Matrix Multiplication optimization via matrix transpose

Question

I am working on an assignment where I transpose a matrix to reduce cache misses for a matrix multiplication operation. From what I understand from a few classmates, I should get 8x improvement. However, I am only getting 2x ... what might I be doing wrong?

Full Source on GitHub

void transpose(int size, matrix m) {
    int i, j;
    for (i = 0; i < size; i++) 
        for (j = 0; j < size; j++) 
            std::swap(m.element[i][j], m.element[j][i]);
}

void mm(matrix a, matrix b, matrix result) {
    int i, j, k;
    int size = a.size;
    long long before, after;

    before = wall_clock_time();
    // Do the multiplication
    transpose(size, b); // transpose the matrix to reduce cache miss
    for (i = 0; i < size; i++)
        for (j = 0; j < size; j++) {
            int tmp = 0; // save memory writes
            for(k = 0; k < size; k++)
                tmp += a.element[i][k] * b.element[j][k];
            result.element[i][j] = tmp;
        }
    after = wall_clock_time();
    fprintf(stderr, "Matrix multiplication took %1.2f seconds\n", ((float)(after - before))/1000000000);
}

Am I doing things right so far?

FYI: The next optimization I need to do is use SIMD/Intel SSE3

I would also recommend you to consider the option of loop tiling so that the parts of both matrices are essentially cached decreasing the overall execution time for floating point operations. — Recker, Oct 03 '12 at 04:45
@abhinole - good suggestion, but that's kinda tough to do when a matrix is represented as a ragged array, with rows individually allocated with `malloc`. — David Hammen, Oct 03 '12 at 06:24

David Hammen · Accepted Answer · 2012-10-03T06:23:12.730

11

Am I doing things right so far?

No. You have a problem with your transpose. You should have seen this problem before you started worrying about performance. When you are doing any kind of hacking around for optimizations it always a good idea to use the naive but suboptimal implementation as a test. An optimization that achieves a factor of 100 speedup is worthless if it doesn't yield the right answer.

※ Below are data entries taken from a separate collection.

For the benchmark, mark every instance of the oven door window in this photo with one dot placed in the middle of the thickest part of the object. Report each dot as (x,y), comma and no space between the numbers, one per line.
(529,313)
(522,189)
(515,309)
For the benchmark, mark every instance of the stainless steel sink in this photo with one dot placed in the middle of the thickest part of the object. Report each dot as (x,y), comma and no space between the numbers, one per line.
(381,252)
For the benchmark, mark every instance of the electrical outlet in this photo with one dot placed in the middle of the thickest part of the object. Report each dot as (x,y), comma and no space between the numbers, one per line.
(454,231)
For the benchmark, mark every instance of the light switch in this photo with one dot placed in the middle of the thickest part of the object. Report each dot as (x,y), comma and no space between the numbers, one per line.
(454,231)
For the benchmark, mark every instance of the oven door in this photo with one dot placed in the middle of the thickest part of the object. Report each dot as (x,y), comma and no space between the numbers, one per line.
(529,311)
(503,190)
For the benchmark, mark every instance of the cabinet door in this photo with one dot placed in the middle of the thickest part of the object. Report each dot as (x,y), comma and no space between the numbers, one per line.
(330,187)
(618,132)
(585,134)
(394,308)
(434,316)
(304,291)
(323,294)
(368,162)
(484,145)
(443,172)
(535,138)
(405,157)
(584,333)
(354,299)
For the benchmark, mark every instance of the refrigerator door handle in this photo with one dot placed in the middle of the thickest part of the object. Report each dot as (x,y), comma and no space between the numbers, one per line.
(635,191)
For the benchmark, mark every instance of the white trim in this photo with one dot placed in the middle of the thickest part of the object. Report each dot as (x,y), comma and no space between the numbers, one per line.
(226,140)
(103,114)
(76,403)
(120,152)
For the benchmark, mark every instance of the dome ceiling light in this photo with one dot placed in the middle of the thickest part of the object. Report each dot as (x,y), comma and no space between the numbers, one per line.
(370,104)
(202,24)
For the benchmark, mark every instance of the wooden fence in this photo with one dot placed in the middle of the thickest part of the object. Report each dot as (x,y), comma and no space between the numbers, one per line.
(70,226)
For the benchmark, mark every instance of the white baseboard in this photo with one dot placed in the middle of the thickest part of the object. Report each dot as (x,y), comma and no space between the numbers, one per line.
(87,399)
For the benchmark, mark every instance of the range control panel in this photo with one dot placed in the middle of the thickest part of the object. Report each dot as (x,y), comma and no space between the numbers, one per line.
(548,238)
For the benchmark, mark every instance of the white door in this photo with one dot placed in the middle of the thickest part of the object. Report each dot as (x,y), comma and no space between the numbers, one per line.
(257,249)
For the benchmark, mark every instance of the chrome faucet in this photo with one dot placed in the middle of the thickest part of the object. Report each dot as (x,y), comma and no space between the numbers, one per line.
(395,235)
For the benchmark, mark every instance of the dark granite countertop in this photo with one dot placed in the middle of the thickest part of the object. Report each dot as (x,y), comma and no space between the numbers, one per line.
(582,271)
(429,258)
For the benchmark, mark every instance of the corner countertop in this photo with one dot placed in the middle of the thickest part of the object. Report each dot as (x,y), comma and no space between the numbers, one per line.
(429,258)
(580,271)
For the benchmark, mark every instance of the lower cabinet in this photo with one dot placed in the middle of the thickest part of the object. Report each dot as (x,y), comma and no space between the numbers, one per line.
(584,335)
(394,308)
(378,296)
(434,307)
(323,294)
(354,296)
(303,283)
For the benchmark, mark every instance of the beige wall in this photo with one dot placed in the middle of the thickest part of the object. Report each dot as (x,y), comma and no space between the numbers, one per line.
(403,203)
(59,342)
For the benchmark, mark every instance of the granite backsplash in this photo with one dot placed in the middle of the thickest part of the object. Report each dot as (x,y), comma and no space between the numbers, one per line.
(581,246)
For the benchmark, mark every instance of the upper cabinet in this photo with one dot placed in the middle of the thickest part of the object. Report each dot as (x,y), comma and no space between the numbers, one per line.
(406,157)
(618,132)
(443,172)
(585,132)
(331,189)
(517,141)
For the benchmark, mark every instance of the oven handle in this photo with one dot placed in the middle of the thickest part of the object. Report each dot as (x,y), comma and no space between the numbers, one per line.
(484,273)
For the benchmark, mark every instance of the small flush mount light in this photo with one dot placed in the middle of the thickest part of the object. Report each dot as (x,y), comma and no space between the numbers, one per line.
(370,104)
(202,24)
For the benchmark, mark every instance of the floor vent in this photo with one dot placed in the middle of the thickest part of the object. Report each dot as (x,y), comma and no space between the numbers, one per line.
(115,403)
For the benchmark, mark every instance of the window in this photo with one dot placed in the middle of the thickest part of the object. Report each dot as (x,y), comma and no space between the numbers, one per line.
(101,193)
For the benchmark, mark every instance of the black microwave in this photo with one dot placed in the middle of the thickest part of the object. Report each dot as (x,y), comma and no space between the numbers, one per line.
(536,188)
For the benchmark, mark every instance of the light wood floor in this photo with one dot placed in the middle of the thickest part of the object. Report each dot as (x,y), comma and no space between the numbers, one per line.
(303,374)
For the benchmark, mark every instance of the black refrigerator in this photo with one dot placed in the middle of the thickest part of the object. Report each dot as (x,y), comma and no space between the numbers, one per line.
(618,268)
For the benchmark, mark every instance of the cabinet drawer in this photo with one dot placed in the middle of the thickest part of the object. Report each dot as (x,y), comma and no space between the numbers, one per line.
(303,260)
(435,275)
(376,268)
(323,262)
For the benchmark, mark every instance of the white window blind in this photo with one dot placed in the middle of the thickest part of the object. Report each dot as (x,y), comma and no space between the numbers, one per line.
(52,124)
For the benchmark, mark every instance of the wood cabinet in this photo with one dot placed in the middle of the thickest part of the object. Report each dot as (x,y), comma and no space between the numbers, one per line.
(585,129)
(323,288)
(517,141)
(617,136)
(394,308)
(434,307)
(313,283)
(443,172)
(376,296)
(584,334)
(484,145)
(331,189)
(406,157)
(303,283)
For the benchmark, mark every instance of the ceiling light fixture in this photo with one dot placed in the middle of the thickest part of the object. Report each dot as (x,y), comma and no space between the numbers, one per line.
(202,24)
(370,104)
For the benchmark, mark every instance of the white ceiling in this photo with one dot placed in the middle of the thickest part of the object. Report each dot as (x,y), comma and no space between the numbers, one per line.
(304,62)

Another optimization that will help is to pass by reference. You are passing copies. In fact, your matrix result may never get out because you are passing copies. Once again, you should have tested.

Yet another optimization that will help the speedup is to cache some pointers. This is still quite slow:

for(k = 0; k < size; k++)
    tmp += a.element[i][k] * b.element[j][k];
result.element[i][j] = tmp;

An optimizer might see a way around the pointer problems, but probably not. At least not if you don't use the nonstandard __restrict__ keyword to tell the compiler that your matrices don't overlap. Cache pointers so you don't have to do a.element[i], b.element[j], and result.element[i]. And it still might help to tell the compiler that these arrays don't overlap with the __restrict__ keyword.

Addendum
After looking over the code, it needs help. A minor comment first. You aren't writing C++. Your code is C with a tiny hint of C++. You're using struct rather than class, malloc rather than new, typedef struct rather than just struct, C headers rather than C++ headers.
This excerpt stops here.